Le tourisme, c’est notre seule industrie. On en a besoin pour vivre !

" L’an passé, quand on a décidé de construire une nouvelle digue, on a fait nos calculs : nos 12 zones de baignade surveillées peuvent accueillir 65.000 personnes. Qui auront toutes une surface de plage de 36 m2. C’est parfois plus que chez eux ! Et s’ils se mettent à deux, on peut accueillir encore plus de monde… Si ça ne suffit pas, nous avons encore des plages qui ne sont utilisées qu’au tiers de leurs capacités, aussi bien vers Ostende que vers Nieuport. Il suffira d’y prévoir des maîtres-nageurs et des marchands de glace. On pourra encore accueillir 100.000 visiteurs supplémentaires. On n’a jamais eu autant de monde chez nous ! "

Mais comment allez-vous faire pour surveiller que les gens s’installent bien à la distance réglementaire ? Vous allez engager une armée de nouveaux policiers ?

" Mais non, nos policiers ont déjà beaucoup à faire en été. On va plutôt faire confiance au bon sens des gens. La période actuelle prouve qu’ils sont conscients des règles à respecter. "

Ça ne va pas être difficile de trouver un terrain d’entente avec votre homologue ostendais ?

" Chaque commune a une situation différente. Ostende, c’est une ville très compacte. Les plages risquent vite d’y arriver à saturation. Chez nous, on a toute la place qu’on veut. Dites à vos lecteurs francophones qu’ils sont les bienvenus. En plus, ce matin j’ai parlé à un docteur, il m’a assuré que l’iode marin, c’était excellent contre le coronavirus ! "

Retour à Knokke…

Knokke dont le bourgmestre pose une série de questions : est-ce que, outre la plage, les infrastructures de la côte auront la possibilité d’accueillir tous ces nouveaux venus ? La côte, c’est 6000 chambres d’hôtel. On arrivera vite à saturation. Donc, la plupart des nouveaux visiteurs seront des touristes d’un jour.
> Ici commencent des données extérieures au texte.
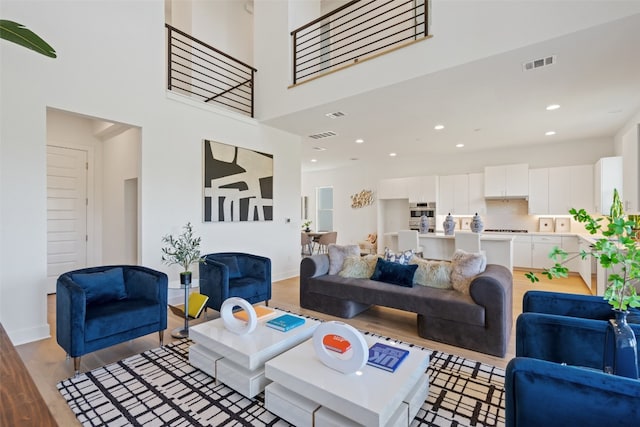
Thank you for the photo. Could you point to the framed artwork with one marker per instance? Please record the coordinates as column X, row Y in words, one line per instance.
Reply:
column 238, row 184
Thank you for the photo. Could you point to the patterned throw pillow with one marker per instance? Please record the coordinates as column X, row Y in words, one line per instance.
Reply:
column 435, row 274
column 464, row 267
column 337, row 255
column 356, row 267
column 400, row 258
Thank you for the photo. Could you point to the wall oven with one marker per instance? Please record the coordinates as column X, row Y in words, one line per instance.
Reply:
column 417, row 210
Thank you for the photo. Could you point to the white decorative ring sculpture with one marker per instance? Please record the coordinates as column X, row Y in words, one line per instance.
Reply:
column 359, row 348
column 232, row 323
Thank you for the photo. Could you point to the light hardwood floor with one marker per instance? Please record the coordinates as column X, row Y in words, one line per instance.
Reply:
column 46, row 361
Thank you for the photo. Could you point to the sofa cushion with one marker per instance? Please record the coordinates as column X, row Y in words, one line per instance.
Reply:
column 400, row 257
column 464, row 267
column 102, row 286
column 394, row 273
column 337, row 255
column 232, row 263
column 358, row 267
column 436, row 274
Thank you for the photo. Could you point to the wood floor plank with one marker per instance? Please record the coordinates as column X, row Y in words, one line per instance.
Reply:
column 46, row 361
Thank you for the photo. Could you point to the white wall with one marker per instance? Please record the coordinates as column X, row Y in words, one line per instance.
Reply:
column 353, row 225
column 456, row 40
column 117, row 73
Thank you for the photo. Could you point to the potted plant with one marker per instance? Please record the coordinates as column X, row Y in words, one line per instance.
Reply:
column 616, row 250
column 182, row 250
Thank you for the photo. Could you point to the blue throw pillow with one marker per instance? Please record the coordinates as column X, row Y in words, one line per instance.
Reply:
column 232, row 263
column 102, row 286
column 394, row 273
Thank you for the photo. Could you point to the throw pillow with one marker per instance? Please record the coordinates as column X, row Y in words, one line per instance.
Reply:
column 394, row 273
column 435, row 274
column 400, row 258
column 337, row 255
column 102, row 286
column 464, row 267
column 359, row 267
column 232, row 263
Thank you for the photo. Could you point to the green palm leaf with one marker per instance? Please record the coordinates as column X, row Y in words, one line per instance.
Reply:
column 19, row 34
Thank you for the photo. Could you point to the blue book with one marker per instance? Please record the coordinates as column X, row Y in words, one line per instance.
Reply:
column 285, row 322
column 386, row 357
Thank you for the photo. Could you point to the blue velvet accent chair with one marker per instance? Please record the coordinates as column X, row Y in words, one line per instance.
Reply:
column 235, row 274
column 102, row 306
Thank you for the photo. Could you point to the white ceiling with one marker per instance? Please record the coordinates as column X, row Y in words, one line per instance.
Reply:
column 490, row 103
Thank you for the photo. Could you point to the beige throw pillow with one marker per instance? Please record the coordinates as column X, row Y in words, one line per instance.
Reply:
column 337, row 255
column 435, row 274
column 464, row 267
column 357, row 267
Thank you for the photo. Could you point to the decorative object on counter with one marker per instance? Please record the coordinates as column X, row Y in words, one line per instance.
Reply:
column 615, row 250
column 476, row 224
column 563, row 225
column 424, row 224
column 449, row 225
column 362, row 199
column 545, row 225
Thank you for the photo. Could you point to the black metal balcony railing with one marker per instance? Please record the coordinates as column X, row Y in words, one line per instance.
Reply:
column 201, row 71
column 358, row 30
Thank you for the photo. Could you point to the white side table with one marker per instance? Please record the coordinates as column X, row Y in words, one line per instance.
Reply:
column 175, row 284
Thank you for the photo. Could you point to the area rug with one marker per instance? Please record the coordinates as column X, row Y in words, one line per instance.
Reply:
column 160, row 388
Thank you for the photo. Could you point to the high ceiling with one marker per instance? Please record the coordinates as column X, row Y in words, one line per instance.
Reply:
column 487, row 104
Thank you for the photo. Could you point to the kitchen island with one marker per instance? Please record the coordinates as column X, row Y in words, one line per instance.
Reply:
column 498, row 247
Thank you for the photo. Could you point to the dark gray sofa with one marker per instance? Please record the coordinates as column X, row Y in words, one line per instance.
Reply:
column 480, row 321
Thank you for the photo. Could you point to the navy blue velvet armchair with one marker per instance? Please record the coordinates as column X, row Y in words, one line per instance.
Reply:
column 102, row 306
column 235, row 274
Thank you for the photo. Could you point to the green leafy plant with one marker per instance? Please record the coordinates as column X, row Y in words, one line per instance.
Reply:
column 19, row 34
column 182, row 250
column 616, row 250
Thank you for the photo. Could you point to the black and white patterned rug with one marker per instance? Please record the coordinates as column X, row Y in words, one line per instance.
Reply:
column 160, row 388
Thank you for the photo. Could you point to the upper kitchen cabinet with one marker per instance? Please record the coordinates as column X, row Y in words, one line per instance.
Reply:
column 422, row 189
column 607, row 176
column 393, row 188
column 630, row 174
column 507, row 181
column 553, row 191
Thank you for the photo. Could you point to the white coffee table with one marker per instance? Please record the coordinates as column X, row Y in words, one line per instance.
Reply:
column 238, row 360
column 305, row 392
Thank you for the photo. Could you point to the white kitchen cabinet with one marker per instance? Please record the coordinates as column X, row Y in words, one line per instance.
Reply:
column 506, row 181
column 607, row 176
column 454, row 194
column 522, row 251
column 541, row 247
column 422, row 189
column 539, row 191
column 630, row 175
column 393, row 188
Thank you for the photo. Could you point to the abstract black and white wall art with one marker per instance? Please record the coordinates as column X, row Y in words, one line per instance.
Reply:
column 238, row 184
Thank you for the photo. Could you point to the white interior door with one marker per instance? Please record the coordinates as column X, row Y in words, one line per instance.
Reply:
column 66, row 212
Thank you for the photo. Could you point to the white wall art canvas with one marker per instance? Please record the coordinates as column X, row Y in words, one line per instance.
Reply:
column 238, row 184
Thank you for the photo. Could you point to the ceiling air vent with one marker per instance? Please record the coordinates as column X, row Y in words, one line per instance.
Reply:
column 539, row 63
column 322, row 135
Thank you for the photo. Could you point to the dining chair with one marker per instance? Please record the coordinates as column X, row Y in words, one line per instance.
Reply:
column 306, row 244
column 409, row 240
column 325, row 240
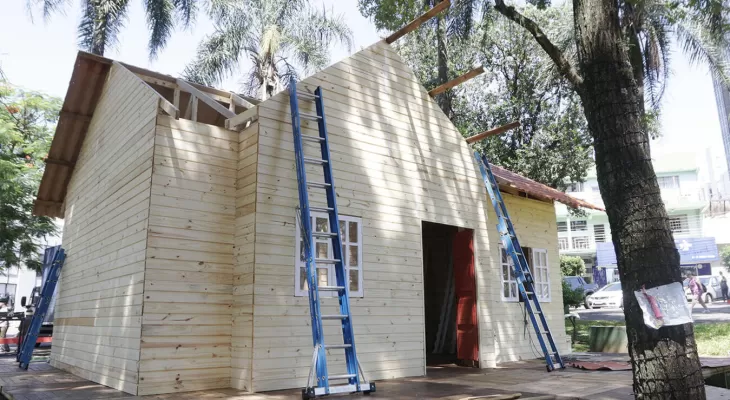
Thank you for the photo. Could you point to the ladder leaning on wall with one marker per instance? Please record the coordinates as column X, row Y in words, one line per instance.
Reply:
column 319, row 380
column 521, row 269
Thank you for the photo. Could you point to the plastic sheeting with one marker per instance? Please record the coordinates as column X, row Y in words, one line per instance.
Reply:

Comment va-t-on gérer la mobilité ? Et s’ils viennent en train, comment assurer la distance sociale dans les wagons ? Les restaurants et les cafés seront-ils ouverts ? Que faire s’ils doivent réduire leur capacité de 50 ou 60% ? On devra accueillir plus de monde avec une capacité d’accueil diminuée… En fin de compte, c’est le Fédéral qui va décider des mesures générales, les communes seront juste là pour tenter de les faire appliquer… "
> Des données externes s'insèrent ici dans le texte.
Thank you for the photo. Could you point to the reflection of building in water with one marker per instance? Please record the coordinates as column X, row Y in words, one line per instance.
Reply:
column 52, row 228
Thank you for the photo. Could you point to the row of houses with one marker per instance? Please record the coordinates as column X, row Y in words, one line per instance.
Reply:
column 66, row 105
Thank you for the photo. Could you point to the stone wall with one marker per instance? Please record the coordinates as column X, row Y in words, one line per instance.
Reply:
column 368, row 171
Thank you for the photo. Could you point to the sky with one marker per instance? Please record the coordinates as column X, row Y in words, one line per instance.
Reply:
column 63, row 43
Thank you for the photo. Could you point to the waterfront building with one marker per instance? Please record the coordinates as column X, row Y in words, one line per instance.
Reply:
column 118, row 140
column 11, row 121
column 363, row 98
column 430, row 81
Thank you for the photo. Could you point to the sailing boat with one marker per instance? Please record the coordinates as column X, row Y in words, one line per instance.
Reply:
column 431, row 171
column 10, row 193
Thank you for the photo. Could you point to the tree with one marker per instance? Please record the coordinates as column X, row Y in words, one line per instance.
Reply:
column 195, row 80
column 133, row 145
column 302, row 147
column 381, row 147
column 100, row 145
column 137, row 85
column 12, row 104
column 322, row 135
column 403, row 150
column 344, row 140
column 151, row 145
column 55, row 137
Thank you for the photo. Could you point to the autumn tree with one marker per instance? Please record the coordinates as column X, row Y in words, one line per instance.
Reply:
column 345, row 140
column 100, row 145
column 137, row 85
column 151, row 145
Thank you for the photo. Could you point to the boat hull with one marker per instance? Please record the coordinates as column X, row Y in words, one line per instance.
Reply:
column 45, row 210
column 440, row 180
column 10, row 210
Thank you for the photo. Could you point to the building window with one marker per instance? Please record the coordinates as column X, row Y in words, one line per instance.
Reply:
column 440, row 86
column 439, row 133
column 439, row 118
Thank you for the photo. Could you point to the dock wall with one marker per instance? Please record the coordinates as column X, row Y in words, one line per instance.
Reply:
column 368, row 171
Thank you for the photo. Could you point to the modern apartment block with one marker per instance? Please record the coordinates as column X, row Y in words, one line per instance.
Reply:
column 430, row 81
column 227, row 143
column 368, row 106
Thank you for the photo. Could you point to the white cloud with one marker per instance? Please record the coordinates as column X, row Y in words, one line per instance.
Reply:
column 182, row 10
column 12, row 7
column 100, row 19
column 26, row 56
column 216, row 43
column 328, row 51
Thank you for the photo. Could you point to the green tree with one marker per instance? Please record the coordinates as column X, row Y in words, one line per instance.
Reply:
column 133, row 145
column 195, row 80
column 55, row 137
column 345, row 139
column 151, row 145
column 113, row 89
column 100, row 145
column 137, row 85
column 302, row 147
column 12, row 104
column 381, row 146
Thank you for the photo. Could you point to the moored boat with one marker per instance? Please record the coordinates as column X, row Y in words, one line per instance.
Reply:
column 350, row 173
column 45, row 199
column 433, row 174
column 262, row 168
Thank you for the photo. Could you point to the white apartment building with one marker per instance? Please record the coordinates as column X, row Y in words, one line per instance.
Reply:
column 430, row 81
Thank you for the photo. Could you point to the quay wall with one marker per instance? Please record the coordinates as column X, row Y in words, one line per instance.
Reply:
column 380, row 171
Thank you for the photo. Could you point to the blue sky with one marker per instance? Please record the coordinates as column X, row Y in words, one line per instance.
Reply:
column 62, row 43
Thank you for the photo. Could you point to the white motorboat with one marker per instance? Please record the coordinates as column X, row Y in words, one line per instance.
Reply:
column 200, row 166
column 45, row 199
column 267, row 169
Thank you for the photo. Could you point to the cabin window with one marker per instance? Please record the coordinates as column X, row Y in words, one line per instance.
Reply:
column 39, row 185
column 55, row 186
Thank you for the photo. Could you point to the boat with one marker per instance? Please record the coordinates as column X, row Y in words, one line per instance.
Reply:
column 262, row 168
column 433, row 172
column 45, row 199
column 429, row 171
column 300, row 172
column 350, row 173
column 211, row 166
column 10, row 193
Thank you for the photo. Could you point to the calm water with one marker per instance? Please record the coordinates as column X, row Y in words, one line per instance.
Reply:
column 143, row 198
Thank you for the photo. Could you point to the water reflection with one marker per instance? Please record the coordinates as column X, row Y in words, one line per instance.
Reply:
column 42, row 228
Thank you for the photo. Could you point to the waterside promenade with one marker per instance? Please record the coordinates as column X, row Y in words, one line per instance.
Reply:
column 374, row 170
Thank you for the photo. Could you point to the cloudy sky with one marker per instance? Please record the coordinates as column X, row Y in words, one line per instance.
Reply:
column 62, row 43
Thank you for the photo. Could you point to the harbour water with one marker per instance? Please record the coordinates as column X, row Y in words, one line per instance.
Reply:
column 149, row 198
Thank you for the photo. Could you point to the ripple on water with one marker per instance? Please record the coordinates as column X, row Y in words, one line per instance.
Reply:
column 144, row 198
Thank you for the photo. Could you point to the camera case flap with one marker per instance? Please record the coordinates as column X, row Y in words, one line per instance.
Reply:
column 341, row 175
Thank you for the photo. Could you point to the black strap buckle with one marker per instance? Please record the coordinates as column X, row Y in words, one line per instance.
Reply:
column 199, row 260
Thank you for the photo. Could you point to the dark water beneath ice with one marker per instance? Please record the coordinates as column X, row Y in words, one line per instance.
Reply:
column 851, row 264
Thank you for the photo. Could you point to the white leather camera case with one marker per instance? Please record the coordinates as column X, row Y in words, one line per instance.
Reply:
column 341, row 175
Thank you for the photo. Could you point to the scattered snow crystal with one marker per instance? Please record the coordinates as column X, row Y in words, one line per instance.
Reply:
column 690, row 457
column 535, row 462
Autant dire que Léopold Lippens se sent assez peu concerné par ce que racontent ses collègues des autres communes : " Tommelein croit qu’il parle au nom de tous les bourgmestres de la côte ! Il peut dire ce qu’il veut, je ne l’écoute pas… Si je compte venir à la réunion de concertation avec les autres bourgmestres ? Bien sûr que non ! Avec le confinement, je ne sors pas de chez moi. "
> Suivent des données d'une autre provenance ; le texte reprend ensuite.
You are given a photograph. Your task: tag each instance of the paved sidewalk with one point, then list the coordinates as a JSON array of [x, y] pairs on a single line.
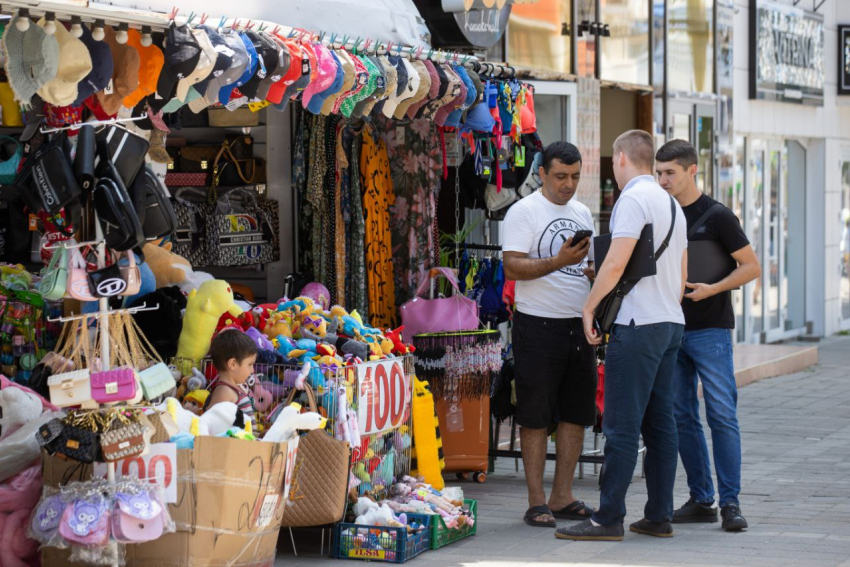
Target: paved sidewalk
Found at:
[[796, 493]]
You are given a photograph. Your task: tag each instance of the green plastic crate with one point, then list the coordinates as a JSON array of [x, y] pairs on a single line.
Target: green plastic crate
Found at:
[[442, 536]]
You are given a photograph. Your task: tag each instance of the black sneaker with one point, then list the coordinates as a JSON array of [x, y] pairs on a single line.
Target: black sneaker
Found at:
[[586, 531], [733, 521], [692, 512], [655, 529]]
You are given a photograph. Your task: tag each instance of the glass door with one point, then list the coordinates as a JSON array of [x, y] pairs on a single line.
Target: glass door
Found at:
[[776, 226]]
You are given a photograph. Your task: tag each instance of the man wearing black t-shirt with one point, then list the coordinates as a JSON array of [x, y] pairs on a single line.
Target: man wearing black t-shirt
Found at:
[[706, 352]]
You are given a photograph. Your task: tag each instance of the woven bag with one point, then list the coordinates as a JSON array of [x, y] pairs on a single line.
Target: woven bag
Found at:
[[319, 479]]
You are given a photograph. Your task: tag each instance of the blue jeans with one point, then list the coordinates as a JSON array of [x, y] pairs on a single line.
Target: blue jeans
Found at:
[[707, 355], [639, 366]]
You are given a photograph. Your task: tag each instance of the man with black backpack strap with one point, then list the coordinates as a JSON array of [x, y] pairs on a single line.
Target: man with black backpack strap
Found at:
[[721, 259], [643, 342]]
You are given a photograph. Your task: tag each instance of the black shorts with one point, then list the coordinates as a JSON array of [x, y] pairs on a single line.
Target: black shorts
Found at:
[[554, 372]]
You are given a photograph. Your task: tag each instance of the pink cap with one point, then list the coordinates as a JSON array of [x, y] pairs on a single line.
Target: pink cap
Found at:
[[326, 74]]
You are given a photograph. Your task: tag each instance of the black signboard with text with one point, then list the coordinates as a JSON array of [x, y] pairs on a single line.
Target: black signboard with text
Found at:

La côte, un luxe inabordable ?

On est donc loin d’une position commune sur la question.

Actuellement, la seule certitude, c’est que les grandes vacances démarrent dans une dizaine de semaines. Que personne ne sait comment organiser le raz de marée possible. Et que, loi de l’offre et de la demande aidant, personne, surtout, ne sait si louer une chambre d’hôtel ou un appartement à la mer ne sera pas devenu, cet été, un luxe inabordable pour le commun des mortels.